Montana has some of the most beautiful scenery in the United States. Because of wide-open spaces, and with views of Lone Peak, the Crazy Mountains, Paradise Valley and the Rockies, it’s known as Big Sky Country.
With high mountain ranges, wide-open prairies and astonishing national parks, the state genuinely fit the big sky moniker. With the Rocky Mountains and Glacier National Park, Montana is a place to go for outdoor enthusiasts. You can hike, camp, climb, fish, ski and just get away from it all.
You can find the Old West feel in Montana with its diverse landscape from mountains to endless plains.
In the eastern part of Montana, you can visit the towns of Great Falls and Billings where you will get a rustic, old-time feel while enjoying many activities. East Montana also offers the Charles M. Russell National Wildlife Refuge, where you can go hunting, camping, and fishing. There are many ski and summer resorts in the Montana Rockies.
Glacier National Park draws a lot of visitors because of its unique scenery, recreational possibilities, and excellent accommodations. Another well-known attraction in Montana is Yellowstone National Park, which spans through three states.
The city of Missoula, which is located in five valleys, is a popular destination in western Montana. You can find many recreational, shopping and entertainment options in this city as well as the University of Montana.
You will find a mixture of festivals, fairs, and trade exhibits to attend in Missoula, no matter which time of the year you visit it. Western Montana Fair in August is the most popular of these. Historical Museum at Fort Missoula sits on thirty-two acres and has seventeen thousand object and thirteen structures on display.
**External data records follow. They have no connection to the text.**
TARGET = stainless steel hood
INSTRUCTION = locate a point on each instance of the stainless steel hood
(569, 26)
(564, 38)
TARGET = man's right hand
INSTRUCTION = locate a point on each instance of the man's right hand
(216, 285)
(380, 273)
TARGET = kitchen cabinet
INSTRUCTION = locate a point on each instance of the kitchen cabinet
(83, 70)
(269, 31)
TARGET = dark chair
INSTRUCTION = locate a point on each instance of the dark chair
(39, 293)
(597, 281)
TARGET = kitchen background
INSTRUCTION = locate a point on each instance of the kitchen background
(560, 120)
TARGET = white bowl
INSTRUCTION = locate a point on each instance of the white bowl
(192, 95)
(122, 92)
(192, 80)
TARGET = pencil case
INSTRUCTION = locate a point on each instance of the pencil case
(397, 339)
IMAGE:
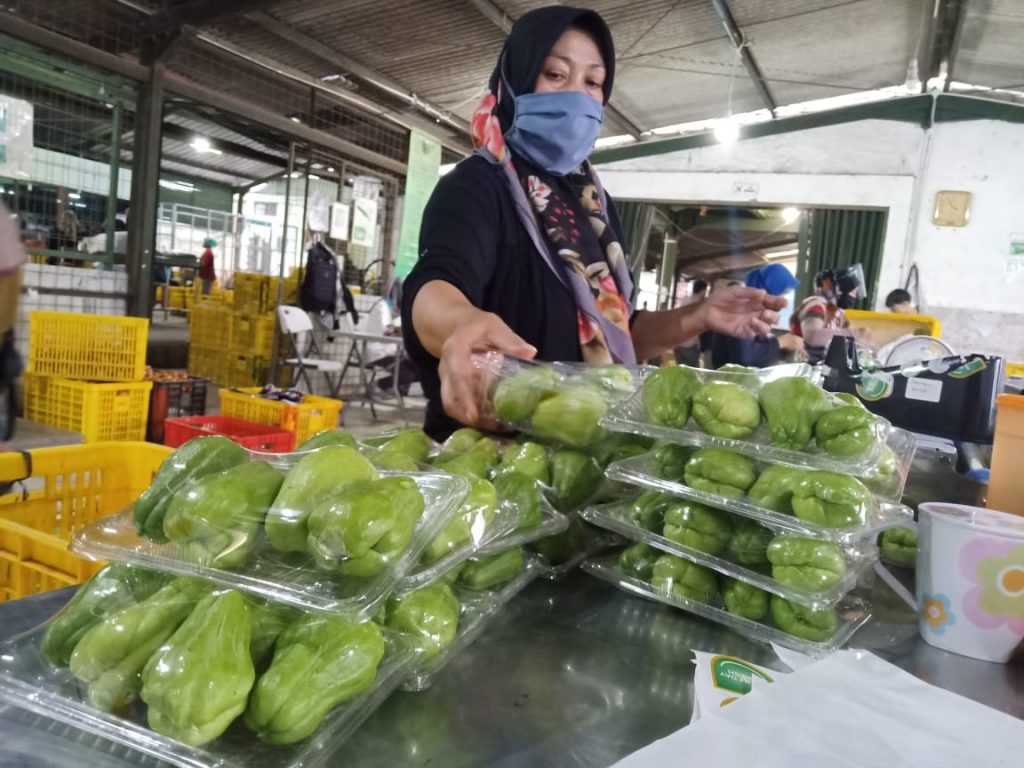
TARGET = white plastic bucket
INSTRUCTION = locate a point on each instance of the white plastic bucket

A railroad town, Billings is considered a big city in Montana. It is tucked into a prairie area and provides an excellent base to visit rest of the state. Billings is an attractive destination for those who want to visit Yellowstone National Park since it is very close.
The ambiance in the city is definitely one with a country and western theme. The downtown area has seen some redevelopment, but the town still retains an old-time railroad time influence.
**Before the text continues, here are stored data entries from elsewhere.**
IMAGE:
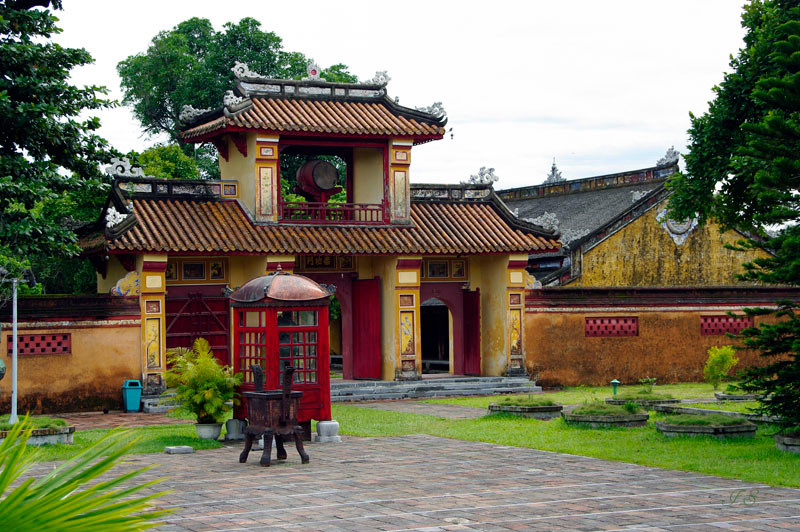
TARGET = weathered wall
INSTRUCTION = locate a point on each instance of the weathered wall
(104, 353)
(644, 254)
(669, 346)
Western Heritage Center shows a documented history of the Yellowstone River Valleys from the time of the earliest settlers to the present time. Yellowstone Art Museum features many contemporary art pieces from the Rocky Mountains for the art enthusiast.
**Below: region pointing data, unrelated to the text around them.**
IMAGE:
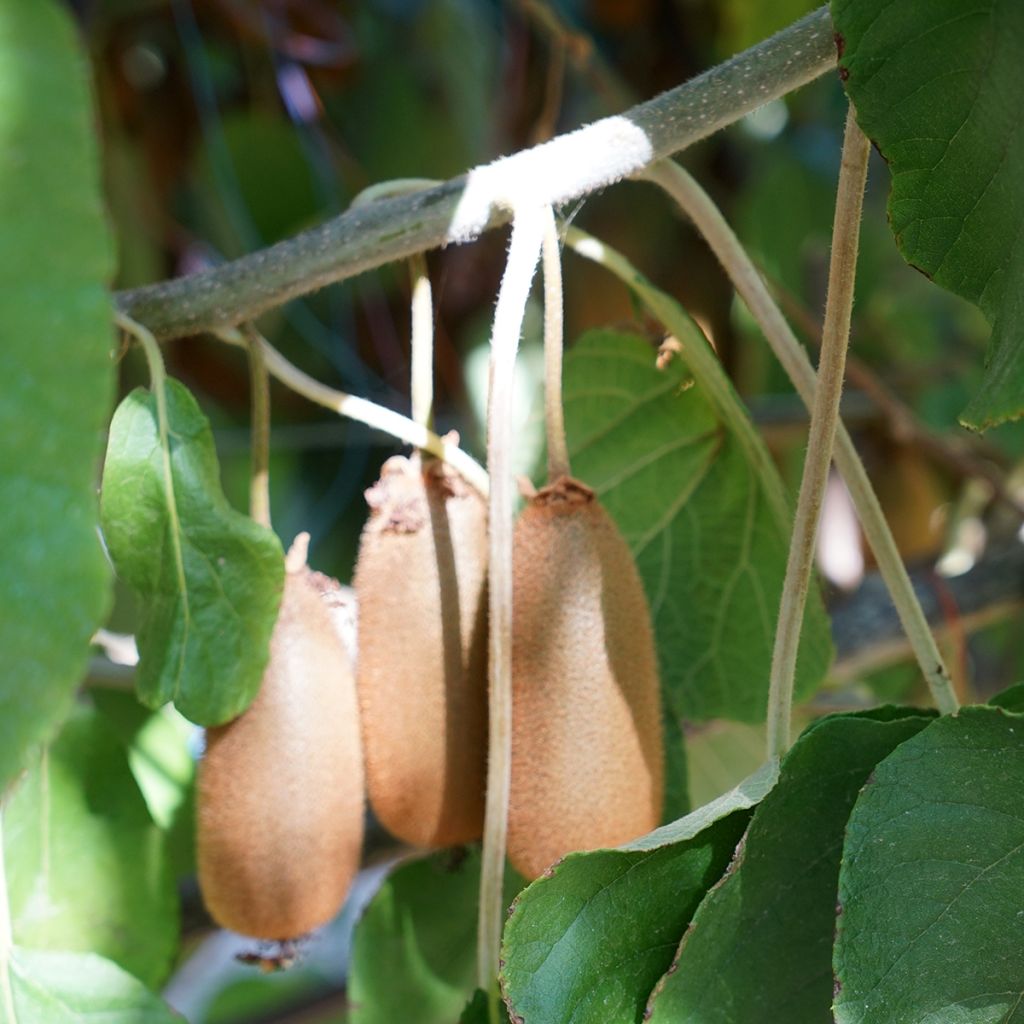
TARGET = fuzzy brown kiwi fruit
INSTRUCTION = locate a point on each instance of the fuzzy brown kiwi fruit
(587, 747)
(422, 671)
(281, 787)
Bozeman has seen continual growth since the city was first founded. Set at the end of a lush valley, the town is a slice of heaven located roughly 90 miles from Yellowstone National Park.
Town has a picket fence feel from the 1950’s and is surrounded by striking mountain ranges peaked with snow throughout the year.
You can find high-concept boutique hotels there, as well as restaurants that combine sophisticated flavors with laid-back, unaffected charm. And of course, there’s excellent craft beer everywhere in the town.
The city comes with a very diverse popular of artists, ranchers, and students. Although things aren’t out of control yet, Bozeman has become a bit of a hot spot for celebrities.
If you like to explore nature, the town is centrally placed to some of the best hiking and fishing locations. Gallatin National Forest is nearby, and Yellowstone is less than an hour away.
When it comes to accommodations, there is no shortage of both rustic and contemporary option in Montana. Let’s take a look at some examples of historical ones.
The Many Glacier Hotel is located in Glacier National Park. It’s the largest hotel in the park and built by the Great Northern Railway in 1915. The hotel has a beautiful setting with excellent scenery.
The Pollard Hotel opened in 1893, and this historic hotel is located in the city center of the old mining town of Red Lodge. At one time Buffalo Bill stayed at this hotel. This hotel is an unique option for those who genuinely want historical experience in Montana.
It’s not just the sky that’s big in the Big Sky Country, but many other things in Montana are a little larger than life. Naturally, cold winters with temperatures of 28°F, or -2°C, turn away some people from the Land of the Shining Mountains, but the scenery is a feast for the eyes even in winter.